Semuanya Kawe Kecuali Nasib

Oleh: Darwin Robusta*
 Sumber: Saatchi art
 
  1.

Dulu kukatakan kepada Perling dalam keadaan sadar bahwa aku mencintainya. Tapi kini keadaan telah berubah, aku bahkan tak bisa lagi merasakan kebahagian sekadar mengingat mengucapkan kata-kata itu kepadanya.

Kukira ia mengingat janji-janji dan juga kata-kataku. Kurasa keyakinanku untuk menikahinya dapat ia misalkan seperti gunung yang kokoh ataupun seperti iman seorang nabi... ia tahu itu. Tetapi, ia memilih lebih cepat memalingkan mukanya ketimbang sedikit lebih sabar menungguku menikahinya, sehingga ada banyak hal yang ingin kubicarakan dengannya—apabila nanti aku menikahinya—ia lewatkan.
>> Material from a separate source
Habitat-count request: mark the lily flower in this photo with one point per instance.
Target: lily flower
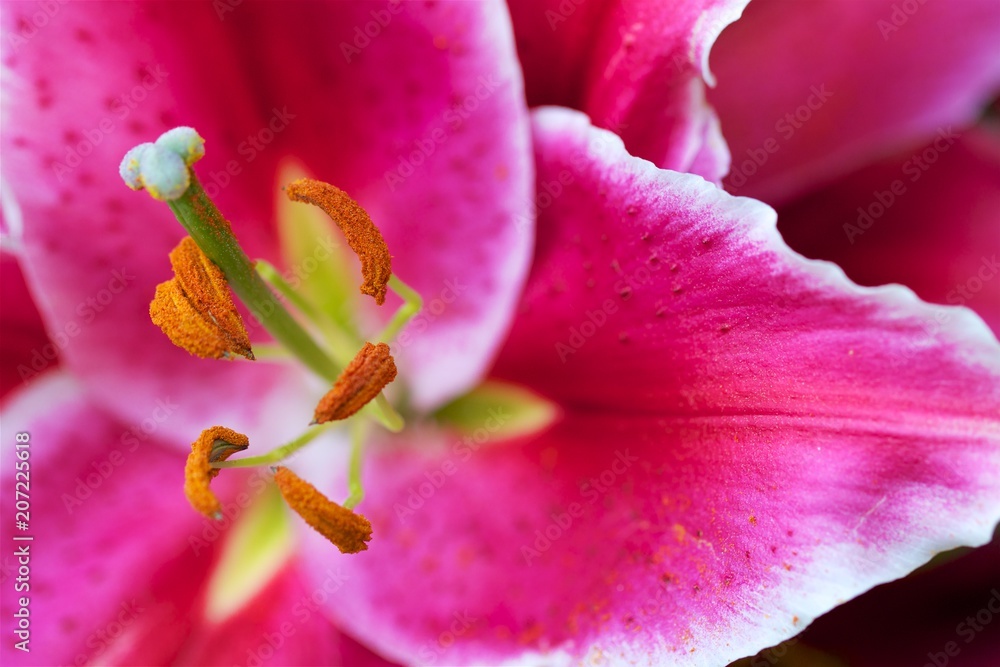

Misal daftar nama anak yang bagus dan terdengar bijaksana dan kemungkinan memiliki sikap peduli kepada ormas apabila anak itu kelak ingin menjadi presiden, ataupun ingin menjadi pesepakbola dengan warna kostum orange. Pikiran-pikiran sejenis itu ingin kubicarakan dengannya tetapi ia memalingkan wajahnya dan tak sudi lagi menungguku.

Aku tak pernah sampai kepada alasan mendasar kenapa ia memunggungiku dan melangkah jauh ke arah yang tak kuduga. Aku berpikir untuk membelah kepalanya seperti pinang dan mencari tahu alasan yang ia simpan. Bukan berarti aku tak bisa mengubah arah angin ke wanita lain. Tetapi aku merasa telah dipermainkan olehnya. Sangat konyol, bukan? Di sini aku adalah lelaki yang tak terima ditinggal oleh perempuan—padahal dunia ini tak selebar telapak tangan Shiren Sungkar—dengan alasan yang tidak jelas dan berusaha mencari tahu.

Iya aku merasa konyol, kalau kau tidak melihatnya demikian.

Suatu kali ia pernah mengajukan pertanyaan yang sulit kuatasi; ia sempat meragukan kesanggupanku menikahinya.

“Kau yakin denganku?” tanyanya.

“Aku yakin. Kenapa kau bertanya?”

“Tapi aku tak yakin denganmu.”

“Sejauh ini dan kau tak yakin denganku?”

“Terkadang aku tak yakin denganmu; jika hanya dengan perasaan cinta dan sayangmu padaku kurasa tak cukup membuatku yakin.”

Aku kewalahan mengatasi situasi itu. Ia menyudutkanku secara halus dan segala gerak dan bahasa tubuhnya malam itu seakan menutup hatinya untukku. Ia begitu tak terduga dan menegangkan.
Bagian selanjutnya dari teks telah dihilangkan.